Join us in person, Communication Arts & Sciences Room 191 (South entrance) or via Zoom (sign up here).
Event is Sponsored by the Rural Computing Research Consortium, Quello Center, American Indian and Indigenous Studies Program, and the Department of Computer Science and Engineering
Rural places have experienced pernicious digital inequities for decades. Recent Pew Survey data finds that 28% of rural households in the US do not have broadband Internet access. For years, solutions to this digital divide have involved trillions of dollars invested into infrastructure that never quite bridges the gap. Instead of playing a perpetual game of technology catch-up, rural communities might benefit from embracing multinetworked realities–heterogeneous connectivity options that exist unevenly across time and space.
In this talk, Dr. Vigil-Hayes will discuss the characteristics of a multinetworked reality and why it is likely to represent the future of rural broadband connectivity. She will then present findings from her work in New Mexico and Arizona that illuminate different ways to understand and leverage multinetworked realities to support increased access to networked services. This work weaves together threads from a number of methodologies that range from mobile network measurement, network architecture design, and ethnography and culminates in a vision for centering rurality in the design of new technologies for a multinetworked future. Importantly, Dr. Vigil-Hayes will highlight how rural places represent potential centers of innovation for reimagining network service delivery that can solve some of the digital inequities experienced in urban and suburban communities.

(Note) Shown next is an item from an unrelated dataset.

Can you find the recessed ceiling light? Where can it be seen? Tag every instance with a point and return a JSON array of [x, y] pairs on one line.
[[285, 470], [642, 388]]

Morgan Vigil-Hayes is an assistant professor in the School of Informatics, Computing, and Cyber Systems at Northern Arizona University. Her research focuses on human-centered networking, drawing on methodologies from computer networking and human computer interaction to characterize and critique existing network infrastructure and design new ways to connect people to information and each other. In particular, Dr. Vigil-Hayes has focused her research on how tribal networks in the US can inform the design of networked services through the lens of network sovereignty. She received the NSF CAREER Award in 2022 and looks forward to working with her community in Flagstaff, AZ to investigate new approaches to Internet measurement.